Work

Agentic Platform Engineering

SynapseGraph

Ask for a company, get a full research report. Eight agents, four analysts at once, every node streamed as it fires.

SynapseGraph: curation and generated research queries for a company report
Year2025
RoleAgentic Platform Engineering
ScopeMulti-Agent Orchestration, LangGraph, Real-time Streaming, RAG
DeviceResearch Platform
ToolsFastAPI, LangGraph, Gemini 2.0 Flash, GPT-4.1-mini, React, MongoDB, WebSocket
01Context

A research analyst, as a graph of agents.

SynapseGraph generates a comprehensive company research report on demand. Instead of one model trying to do everything, it runs a pipeline of specialists (company, industry, financial, and news analysts) that gather sources in parallel, then hand off to a collector, curator, and editor that synthesize a final briefing.

02The Problem

One model, one shot, no provenance.

Ask a single LLM for a company report and you get a confident blob: no division of labour, no source filtering, and no way to watch it reason. Research is parallel and multi-source by nature. The architecture should be too.

03Approach

A LangGraph DAG with live progress.

The system is a LangGraph DAG over a FastAPI backend. A grounding step fans out to four analyst agents; their findings converge on a collector, then a curator, an enricher, a briefing writer, and an editor. A React front end subscribes over WebSocket and renders progress as each node fires.

Two models, split by job: Gemini 2.0 Flash handles synthesis, GPT-4.1-mini handles formatting. Sources are kept or dropped by a relevance score before they ever reach the report.

SynapseGraph agent DAG
The agent graph: grounding → financial / news / industry / company analysts → collector → curator → enricher → briefing → editor.
04Key Decisions

What shaped it

Specialists over a generalist

  • Four analyst agents, each with a single lens: company, industry, financial, news.
  • A collector / curator / editor chain turns their raw findings into one coherent briefing.

Stream the work

  • WebSocket progress so the user watches the report build node by node, not a spinner.
  • Live updates and download when the editor finishes.

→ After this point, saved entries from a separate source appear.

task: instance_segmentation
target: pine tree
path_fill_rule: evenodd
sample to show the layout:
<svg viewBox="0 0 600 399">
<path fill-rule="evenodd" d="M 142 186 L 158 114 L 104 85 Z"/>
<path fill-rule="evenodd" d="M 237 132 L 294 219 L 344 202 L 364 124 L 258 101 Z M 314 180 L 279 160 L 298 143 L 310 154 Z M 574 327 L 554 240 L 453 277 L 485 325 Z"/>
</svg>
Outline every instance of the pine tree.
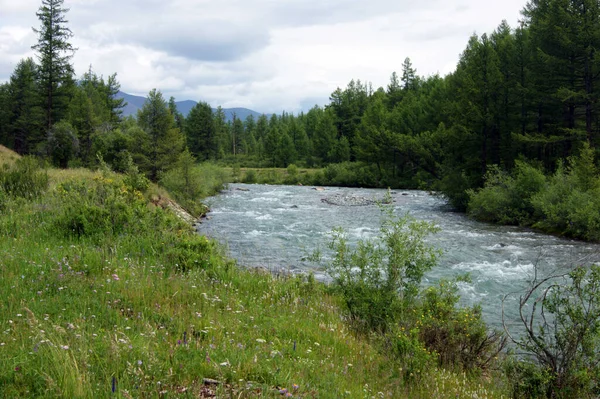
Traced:
<svg viewBox="0 0 600 399">
<path fill-rule="evenodd" d="M 43 110 L 36 82 L 37 67 L 31 58 L 21 60 L 8 85 L 7 134 L 16 152 L 28 154 L 45 139 Z"/>
<path fill-rule="evenodd" d="M 402 89 L 404 91 L 417 88 L 417 70 L 413 68 L 410 58 L 406 57 L 402 63 Z"/>
<path fill-rule="evenodd" d="M 38 35 L 38 43 L 31 48 L 38 53 L 40 87 L 48 130 L 64 116 L 73 88 L 73 66 L 70 61 L 76 49 L 68 41 L 73 33 L 66 26 L 68 21 L 65 14 L 69 9 L 63 7 L 63 2 L 42 0 L 36 13 L 41 27 L 39 30 L 33 29 Z"/>
<path fill-rule="evenodd" d="M 138 123 L 150 139 L 149 177 L 157 181 L 160 172 L 172 168 L 183 151 L 184 137 L 175 127 L 173 114 L 162 93 L 153 89 L 138 111 Z"/>
<path fill-rule="evenodd" d="M 212 109 L 206 102 L 196 104 L 185 120 L 185 133 L 190 152 L 200 160 L 216 158 L 217 142 Z"/>
</svg>

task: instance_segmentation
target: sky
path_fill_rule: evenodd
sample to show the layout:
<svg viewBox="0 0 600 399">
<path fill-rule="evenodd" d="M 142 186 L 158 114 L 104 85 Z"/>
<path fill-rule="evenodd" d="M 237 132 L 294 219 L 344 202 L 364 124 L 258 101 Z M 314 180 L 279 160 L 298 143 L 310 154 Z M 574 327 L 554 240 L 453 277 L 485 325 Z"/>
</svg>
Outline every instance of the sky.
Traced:
<svg viewBox="0 0 600 399">
<path fill-rule="evenodd" d="M 410 57 L 455 70 L 473 34 L 521 19 L 526 0 L 65 0 L 77 76 L 259 112 L 325 105 L 351 79 L 385 87 Z M 0 82 L 35 57 L 41 0 L 0 0 Z"/>
</svg>

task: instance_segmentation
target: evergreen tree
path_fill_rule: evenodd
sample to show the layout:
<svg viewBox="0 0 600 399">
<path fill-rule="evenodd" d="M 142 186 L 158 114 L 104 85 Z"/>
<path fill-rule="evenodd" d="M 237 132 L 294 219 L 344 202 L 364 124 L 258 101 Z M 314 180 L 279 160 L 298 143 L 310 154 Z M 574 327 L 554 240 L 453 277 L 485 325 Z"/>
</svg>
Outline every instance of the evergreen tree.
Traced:
<svg viewBox="0 0 600 399">
<path fill-rule="evenodd" d="M 276 150 L 276 156 L 278 166 L 283 168 L 287 168 L 288 165 L 293 164 L 296 161 L 294 141 L 287 132 L 281 134 Z"/>
<path fill-rule="evenodd" d="M 417 70 L 413 68 L 410 58 L 406 57 L 402 63 L 402 90 L 415 90 L 417 84 Z"/>
<path fill-rule="evenodd" d="M 124 98 L 117 98 L 121 84 L 117 80 L 117 74 L 113 73 L 108 77 L 104 86 L 106 106 L 110 111 L 110 123 L 112 126 L 118 125 L 123 119 L 123 108 L 127 105 Z"/>
<path fill-rule="evenodd" d="M 148 135 L 150 152 L 149 177 L 158 181 L 159 174 L 175 165 L 183 150 L 184 137 L 177 127 L 162 93 L 153 89 L 138 111 L 140 127 Z"/>
<path fill-rule="evenodd" d="M 183 124 L 185 118 L 183 114 L 177 110 L 177 104 L 175 104 L 175 97 L 171 96 L 169 98 L 169 111 L 171 115 L 173 115 L 173 126 L 179 129 L 180 132 L 183 132 Z"/>
<path fill-rule="evenodd" d="M 190 152 L 201 160 L 217 156 L 217 140 L 212 108 L 206 102 L 194 105 L 185 121 L 185 133 Z"/>
<path fill-rule="evenodd" d="M 13 140 L 9 138 L 8 124 L 10 123 L 9 112 L 9 85 L 0 83 L 0 144 L 13 148 Z"/>
<path fill-rule="evenodd" d="M 31 58 L 21 60 L 7 88 L 8 142 L 19 154 L 29 154 L 45 139 L 44 113 L 36 82 L 37 67 Z"/>
<path fill-rule="evenodd" d="M 215 124 L 215 141 L 217 143 L 217 157 L 223 158 L 230 147 L 228 145 L 228 128 L 227 123 L 225 122 L 225 112 L 221 106 L 217 107 L 213 119 Z"/>
<path fill-rule="evenodd" d="M 94 112 L 92 99 L 83 87 L 75 89 L 75 95 L 69 105 L 68 120 L 77 133 L 79 150 L 84 165 L 89 166 L 94 159 L 92 154 L 92 136 L 98 125 L 99 118 Z"/>
<path fill-rule="evenodd" d="M 66 24 L 68 8 L 64 0 L 42 0 L 36 13 L 41 22 L 40 29 L 33 29 L 38 35 L 38 43 L 32 46 L 37 51 L 40 63 L 40 88 L 44 97 L 46 128 L 60 120 L 67 109 L 68 97 L 73 88 L 73 66 L 70 61 L 75 49 L 69 43 L 73 37 Z"/>
</svg>

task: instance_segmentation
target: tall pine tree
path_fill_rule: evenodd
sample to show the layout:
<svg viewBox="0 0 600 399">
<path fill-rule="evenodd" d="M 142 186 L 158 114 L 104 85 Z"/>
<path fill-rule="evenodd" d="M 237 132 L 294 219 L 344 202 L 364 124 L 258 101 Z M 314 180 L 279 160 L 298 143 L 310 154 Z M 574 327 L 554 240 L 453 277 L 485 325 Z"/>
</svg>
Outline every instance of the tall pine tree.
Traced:
<svg viewBox="0 0 600 399">
<path fill-rule="evenodd" d="M 40 88 L 44 97 L 46 128 L 60 120 L 68 107 L 68 97 L 73 88 L 73 66 L 70 61 L 75 48 L 69 43 L 73 37 L 65 19 L 68 8 L 63 0 L 42 0 L 37 17 L 40 29 L 33 29 L 38 43 L 31 48 L 37 51 Z"/>
</svg>

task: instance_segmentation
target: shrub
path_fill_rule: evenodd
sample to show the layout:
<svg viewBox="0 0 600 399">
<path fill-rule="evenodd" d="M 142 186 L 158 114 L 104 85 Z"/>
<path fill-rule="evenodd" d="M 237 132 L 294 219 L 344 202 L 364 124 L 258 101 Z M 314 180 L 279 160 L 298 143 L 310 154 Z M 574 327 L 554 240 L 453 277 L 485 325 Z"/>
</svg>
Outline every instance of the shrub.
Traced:
<svg viewBox="0 0 600 399">
<path fill-rule="evenodd" d="M 350 319 L 359 328 L 385 331 L 418 294 L 424 273 L 440 255 L 425 243 L 438 229 L 405 215 L 386 213 L 377 241 L 359 241 L 350 248 L 346 234 L 334 230 L 334 251 L 327 270 L 342 293 Z"/>
<path fill-rule="evenodd" d="M 146 208 L 140 192 L 104 177 L 93 184 L 66 182 L 57 192 L 62 206 L 54 226 L 67 237 L 101 239 L 127 228 L 135 231 Z"/>
<path fill-rule="evenodd" d="M 13 166 L 4 165 L 0 168 L 0 196 L 4 196 L 5 201 L 8 197 L 36 198 L 47 188 L 48 175 L 35 158 L 24 157 Z"/>
<path fill-rule="evenodd" d="M 534 166 L 517 161 L 512 174 L 496 166 L 485 177 L 485 186 L 468 190 L 468 213 L 486 222 L 531 223 L 535 213 L 533 198 L 546 187 L 546 177 Z"/>
<path fill-rule="evenodd" d="M 48 133 L 48 155 L 61 168 L 66 168 L 69 161 L 79 152 L 79 140 L 75 128 L 68 122 L 58 122 Z"/>
<path fill-rule="evenodd" d="M 244 180 L 243 181 L 244 181 L 244 183 L 247 183 L 247 184 L 254 184 L 254 183 L 256 183 L 256 181 L 257 181 L 256 172 L 254 170 L 252 170 L 252 169 L 247 170 L 246 174 L 244 175 Z"/>
<path fill-rule="evenodd" d="M 419 339 L 437 354 L 442 366 L 485 370 L 504 348 L 506 338 L 488 331 L 479 306 L 458 307 L 459 300 L 457 281 L 442 281 L 426 289 L 418 312 L 421 318 L 415 322 Z"/>
<path fill-rule="evenodd" d="M 533 361 L 524 371 L 516 369 L 516 377 L 529 373 L 543 378 L 532 378 L 531 386 L 513 382 L 516 390 L 539 390 L 546 385 L 546 394 L 552 398 L 600 393 L 599 292 L 600 265 L 541 279 L 536 273 L 519 300 L 523 333 L 520 338 L 507 333 Z"/>
</svg>

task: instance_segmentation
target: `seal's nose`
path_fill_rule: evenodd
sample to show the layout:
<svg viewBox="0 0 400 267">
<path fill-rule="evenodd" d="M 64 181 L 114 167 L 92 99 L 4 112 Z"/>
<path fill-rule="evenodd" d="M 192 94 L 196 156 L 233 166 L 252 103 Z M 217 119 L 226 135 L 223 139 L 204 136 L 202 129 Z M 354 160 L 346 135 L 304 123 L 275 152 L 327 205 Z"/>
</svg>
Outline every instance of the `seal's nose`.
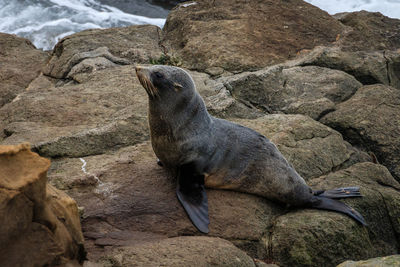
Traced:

Filter before you synthesize

  • Relevance scoring drops weak sources before synthesis, so the report stays grounded.
  • Right model for the right job: Gemini 2.0 Flash to synthesize, GPT-4.1-mini to format.
05What Shipped

The platform

Eight-node agent graph

Grounding, four analysts, collector, curator, enricher, briefing, editor.

Real-time streaming UI

A React front end that renders progress over WebSocket.

Relevance-scored RAG

Sources filtered by a minimum relevance threshold before synthesis.

Containerized

FastAPI + MongoDB, Dockerized, with cloud-deploy configs. Apache-2.0.

06Outcome

Where it landed

An end-to-end agentic research tool: type a company, watch a crew of agents assemble the report live, and download a synthesized briefing. Open-sourced under Apache-2.0.

Agents

8-node LangGraph DAG

Models

Gemini 2.0 Flash + GPT-4.1-mini

Code

Open source · Apache-2.0

07What I Learned

Portable lessons

01Decompose by lens; let specialists do one thing well.

02Stream the process. Provenance and progress build trust.

03Filter sources before synthesis, not after.